Are joint-life payout products less expensive?
No, joint-life payout products are more expensive than single-life payout products. Annuity companies make smaller income payments on joint-life products because they expect to make more total payments for two people rather than one. If you want $3,000, you will need to pay more to do so under a joint-life annuity versus a single-life annuity.
When you payouts begin for a joint-life annuity?
The first payments are made within 30 days to ✅one year after the annuity contract takes effect.

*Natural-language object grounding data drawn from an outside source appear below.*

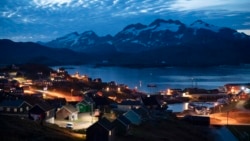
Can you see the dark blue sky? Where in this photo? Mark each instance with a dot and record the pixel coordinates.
(44, 20)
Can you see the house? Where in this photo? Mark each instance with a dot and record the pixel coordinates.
(17, 107)
(102, 130)
(68, 112)
(84, 106)
(133, 117)
(42, 111)
(57, 102)
(121, 125)
(137, 116)
(126, 105)
(102, 103)
(151, 101)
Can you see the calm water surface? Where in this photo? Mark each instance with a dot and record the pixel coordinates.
(169, 77)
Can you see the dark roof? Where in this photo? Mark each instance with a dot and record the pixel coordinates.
(57, 103)
(151, 100)
(12, 103)
(70, 108)
(100, 100)
(130, 102)
(39, 102)
(105, 123)
(142, 112)
(123, 120)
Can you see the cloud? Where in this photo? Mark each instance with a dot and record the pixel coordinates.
(230, 5)
(42, 17)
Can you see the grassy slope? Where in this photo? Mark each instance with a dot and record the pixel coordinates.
(168, 130)
(14, 128)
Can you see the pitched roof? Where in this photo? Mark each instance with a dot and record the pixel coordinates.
(130, 102)
(105, 123)
(12, 103)
(123, 120)
(152, 100)
(142, 112)
(70, 108)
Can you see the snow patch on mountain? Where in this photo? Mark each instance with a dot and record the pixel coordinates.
(167, 26)
(202, 25)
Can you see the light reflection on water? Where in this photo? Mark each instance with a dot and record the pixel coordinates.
(179, 107)
(169, 77)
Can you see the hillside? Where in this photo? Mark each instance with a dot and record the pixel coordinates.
(16, 129)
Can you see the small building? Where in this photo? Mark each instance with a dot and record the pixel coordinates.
(137, 116)
(67, 112)
(133, 117)
(84, 107)
(15, 107)
(102, 130)
(126, 105)
(121, 125)
(42, 111)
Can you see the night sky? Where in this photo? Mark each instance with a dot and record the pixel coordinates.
(45, 20)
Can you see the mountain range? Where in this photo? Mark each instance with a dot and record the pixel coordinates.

Payments are often made monthly and continue while the annuitant and/or the beneficiary remain alive (depending on the payout option selected).
Is joint-life insurance similar to joint-life pension payouts or annuities?
The only similarity is that all the products are designed to cover two individuals under the same contract. Otherwise, annuities, pens൩ion plans, and life insurance policies are significantly differen🦩t financial instruments. Pensions and annuities make payments while the covered individuals are alive whereas life insurance pays out after they pass away.
The Bottom Line
A 澳洲幸运5官方开奖结果体彩网:joint-life pa❀yout option for🌊 pensions and retirement plans allows the surviving spouse (or other beneficiary) to continue receiving payments after the account holder dies. Joint-life payout products are more expensive than single-life offerings, where payments end with the account holder's death. You either need to accept a reduced income or pay more upfront to get the same monthly income as a single-life pr🌞oduct. Make sure you consider your options carefully when weighing joint-life payout alternatives.